I’m surrounded by stylish, clever women. That’s the first thing that alerted me, you see, to the potential weirdness. I don’t mean all the successful women (sexist). I’m talking about the severe lack of testosterone. If half the earth is dudes, why is all of my office female? This lowers my ‘meeting future boyfriend at work’ potential drastically. Unlike the flick Bridget Jones, my boss isn’t a hot but naughty Hugh Grant with dimples. Instead my employer is a mom with two kids and a plan to breed bulldogs on the side.
Anyway, unrelated but annoying, everyone here is dieting. This weekend I was overcome by domestisicity (it should be a word). I (rather ineptly) sewed buttons on my coat and did my laundry. On Sunday all of this culminated in me baking brownies. The thing is, I’m also, um … erm … living healthily so eating an entire tray of brownies is frowned upon. I’m used to baking at home around my two permanently hungry brothers; here though I can’t unload any of the bloody things. And my colleagues’ rejection faces have a slight undertone of judgement – which is just lovely on a Monday.
In fact, the only men that come here are guest speakers – and the guy that sometimes takes over from the secretary (I’ve been here for almost a month and I don’t know his name. I’m in too deep now to ask). This guy always creeps me out a bit because one of his arms is shorter than the other one. He’s still a very nice guy (he gave me safety tips on Friday before he left me alone, in the office, at 4.30pm). But I find my eyes skittering over his mismatched arms every time I see him, then guilt washes over me as I walk to my desk. Ah well, I guess a healthy dose of guilt is as good a way as any to start the day.

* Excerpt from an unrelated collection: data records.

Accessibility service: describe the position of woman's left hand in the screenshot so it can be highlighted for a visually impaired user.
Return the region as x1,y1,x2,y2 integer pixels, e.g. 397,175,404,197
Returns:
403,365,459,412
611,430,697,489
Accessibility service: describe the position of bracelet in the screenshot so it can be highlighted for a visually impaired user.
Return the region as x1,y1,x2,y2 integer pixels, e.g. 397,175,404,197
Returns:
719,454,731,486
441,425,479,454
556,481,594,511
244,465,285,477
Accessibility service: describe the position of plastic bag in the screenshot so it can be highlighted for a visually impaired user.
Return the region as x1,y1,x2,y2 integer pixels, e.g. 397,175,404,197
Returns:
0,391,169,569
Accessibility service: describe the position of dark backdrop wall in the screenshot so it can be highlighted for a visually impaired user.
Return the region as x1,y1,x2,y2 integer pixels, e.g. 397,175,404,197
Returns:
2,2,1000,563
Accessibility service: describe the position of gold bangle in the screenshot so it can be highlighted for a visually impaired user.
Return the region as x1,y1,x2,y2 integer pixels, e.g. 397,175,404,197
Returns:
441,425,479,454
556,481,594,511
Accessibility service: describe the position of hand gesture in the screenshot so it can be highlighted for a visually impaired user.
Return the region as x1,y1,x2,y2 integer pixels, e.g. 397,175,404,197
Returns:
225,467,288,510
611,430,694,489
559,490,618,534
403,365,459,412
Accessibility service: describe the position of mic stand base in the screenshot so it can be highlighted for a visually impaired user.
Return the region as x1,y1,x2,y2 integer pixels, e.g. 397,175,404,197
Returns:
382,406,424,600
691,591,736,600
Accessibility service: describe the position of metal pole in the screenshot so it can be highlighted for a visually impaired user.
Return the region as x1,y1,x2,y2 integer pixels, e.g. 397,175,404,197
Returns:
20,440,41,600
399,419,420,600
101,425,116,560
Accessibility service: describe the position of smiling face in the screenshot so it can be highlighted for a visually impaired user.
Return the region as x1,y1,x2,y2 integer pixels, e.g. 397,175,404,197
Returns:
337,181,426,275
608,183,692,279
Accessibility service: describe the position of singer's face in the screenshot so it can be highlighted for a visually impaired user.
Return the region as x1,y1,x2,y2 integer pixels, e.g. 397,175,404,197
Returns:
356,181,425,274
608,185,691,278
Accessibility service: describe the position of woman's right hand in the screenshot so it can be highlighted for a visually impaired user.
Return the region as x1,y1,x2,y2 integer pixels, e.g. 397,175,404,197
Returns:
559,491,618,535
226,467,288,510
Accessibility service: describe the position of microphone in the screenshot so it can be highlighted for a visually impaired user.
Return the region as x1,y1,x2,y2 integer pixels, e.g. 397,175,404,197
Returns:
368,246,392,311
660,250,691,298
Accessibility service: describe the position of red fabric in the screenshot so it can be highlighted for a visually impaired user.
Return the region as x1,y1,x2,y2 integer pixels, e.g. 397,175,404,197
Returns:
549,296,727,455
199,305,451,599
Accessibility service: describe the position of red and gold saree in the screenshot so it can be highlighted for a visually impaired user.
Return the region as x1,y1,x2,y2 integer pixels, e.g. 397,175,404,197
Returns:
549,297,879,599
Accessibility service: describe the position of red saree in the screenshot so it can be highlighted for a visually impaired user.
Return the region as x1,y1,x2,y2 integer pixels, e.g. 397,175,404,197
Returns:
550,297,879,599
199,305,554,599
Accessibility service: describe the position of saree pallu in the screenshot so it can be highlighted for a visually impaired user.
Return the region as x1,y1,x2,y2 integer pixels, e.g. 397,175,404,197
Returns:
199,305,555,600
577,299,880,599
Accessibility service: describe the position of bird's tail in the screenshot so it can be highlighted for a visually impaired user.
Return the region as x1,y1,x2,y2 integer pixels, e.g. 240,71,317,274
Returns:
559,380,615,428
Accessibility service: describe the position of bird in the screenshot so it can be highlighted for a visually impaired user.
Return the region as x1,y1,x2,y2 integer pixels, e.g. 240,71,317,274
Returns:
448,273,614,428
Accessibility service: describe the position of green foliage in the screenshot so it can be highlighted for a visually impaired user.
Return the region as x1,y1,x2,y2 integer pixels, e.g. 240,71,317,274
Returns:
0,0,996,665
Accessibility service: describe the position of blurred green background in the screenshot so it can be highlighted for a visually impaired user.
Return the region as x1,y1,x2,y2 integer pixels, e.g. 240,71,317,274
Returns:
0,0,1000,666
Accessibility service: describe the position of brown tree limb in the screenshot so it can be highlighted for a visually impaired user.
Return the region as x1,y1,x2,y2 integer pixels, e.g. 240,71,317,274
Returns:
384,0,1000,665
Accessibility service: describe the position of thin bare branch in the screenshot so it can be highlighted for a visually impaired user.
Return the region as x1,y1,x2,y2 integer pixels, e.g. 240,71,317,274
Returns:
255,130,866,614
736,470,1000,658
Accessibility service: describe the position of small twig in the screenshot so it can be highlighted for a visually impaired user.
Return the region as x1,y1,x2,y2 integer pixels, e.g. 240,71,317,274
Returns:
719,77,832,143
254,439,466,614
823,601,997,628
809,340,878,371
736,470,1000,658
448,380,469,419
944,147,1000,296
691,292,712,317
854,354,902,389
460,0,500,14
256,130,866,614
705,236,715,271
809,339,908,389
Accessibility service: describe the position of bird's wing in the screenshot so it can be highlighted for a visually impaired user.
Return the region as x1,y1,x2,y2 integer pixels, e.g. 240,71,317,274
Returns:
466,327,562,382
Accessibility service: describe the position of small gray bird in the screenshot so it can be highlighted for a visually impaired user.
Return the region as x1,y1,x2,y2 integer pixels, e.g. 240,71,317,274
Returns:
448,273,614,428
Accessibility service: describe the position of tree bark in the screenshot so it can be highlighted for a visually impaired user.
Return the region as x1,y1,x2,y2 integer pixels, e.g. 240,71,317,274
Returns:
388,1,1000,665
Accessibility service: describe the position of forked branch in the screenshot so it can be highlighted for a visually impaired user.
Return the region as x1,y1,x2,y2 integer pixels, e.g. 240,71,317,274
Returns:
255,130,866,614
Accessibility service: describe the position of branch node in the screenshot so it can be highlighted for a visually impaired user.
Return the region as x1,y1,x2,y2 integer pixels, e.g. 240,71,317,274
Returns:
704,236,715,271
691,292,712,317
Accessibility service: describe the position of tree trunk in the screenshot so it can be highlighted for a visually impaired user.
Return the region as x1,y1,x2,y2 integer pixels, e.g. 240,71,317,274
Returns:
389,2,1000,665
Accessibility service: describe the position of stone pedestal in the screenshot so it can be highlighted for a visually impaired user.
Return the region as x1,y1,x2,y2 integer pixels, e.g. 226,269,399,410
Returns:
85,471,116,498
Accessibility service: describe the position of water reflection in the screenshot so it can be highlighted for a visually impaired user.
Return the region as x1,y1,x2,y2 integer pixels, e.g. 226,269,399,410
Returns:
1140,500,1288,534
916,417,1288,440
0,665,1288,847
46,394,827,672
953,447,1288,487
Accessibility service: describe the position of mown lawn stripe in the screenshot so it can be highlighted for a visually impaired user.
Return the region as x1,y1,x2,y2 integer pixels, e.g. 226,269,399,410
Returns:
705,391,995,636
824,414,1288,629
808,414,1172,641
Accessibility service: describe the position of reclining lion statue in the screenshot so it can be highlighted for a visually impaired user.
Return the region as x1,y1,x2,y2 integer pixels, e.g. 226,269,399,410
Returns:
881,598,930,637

However, the weirdest thing around here is definitely the bathroom.
It has a sign that says “Look behind you”. I shudder a little and quickly glance over my shoulder every time. It continues, “To make sure the toilet seat is clean”. There’s also a little cupboard in one of the stalls. Every time, before I go the loo, I open it just to make sure Narnia definitely isn’t in there. I can’t really think of a more awkward time to have Aslan visiting.
The weirdness doesn’t stop there. There are soap dispensers in the stalls, right next to the toilet paper. WTF? Is it ok if I wash my hands by the sink instead? It’s not like the sinks are far away anyway – we’re not talking about an epic trek to the kitchen or something; more like three steps. And besides, the only water in the toilet to use with the soap, is, well, in the toilet.
Sadly, though, the weirdness in my life doesn’t stop with the strangely placed soap dispenser. I also have a fridge in my car.
It makes me feel a little like a character in a Dr Seuss book: “But Sam-I-Am, can you drive very far, with that fridge in your car?” All because littlest brother Angus, before going back to Pretoria for two months (that’s where home is – less judgment and disapproving eyebrow lifting from Capetonians please) needed a place to store the thing. It’s been in my car for three days – and counting. I’m all for women doing it for themselves, but I am physically incapable of taking the thing up three flights of steps to my flat. Maybe I should just walk up and down the street outside my flat looking helpless, carrying beer, and snag the next guy walking past into some manual labour.
But the weirdness goes further than that.
So, OK, correct me if I’m wrong – but we all go to work, right? 8am, 9am we’re in the office. And we can’t leave till 5pm. So why is it that SARS opens at 8am and closes at 4pm? Most offices disapprove of their employees nipping off to do their own thing during work hours, right? So how does it make any sense at all that SARS closes at 4pm? I only leave work at 5pm. And they’re closed over weekends. What on earth do they do during the day when everyone’s at work? It’s like those restaurants in Switzerland (I was there on my gap year) that take a lunch break over lunch. That’s right, restaurants in Geneva close over lunch so the waiters can take a lunch break. IT DOESN’T MAKE ANY SENSE.
Maybe it’s not just my office that’s less normal than it appears. Maybe it’s everyone. Comedian Steven Wright asked, “Is it weird in here, or is it just me?” I might have it all wrong. Maybe it’s just me. Banana.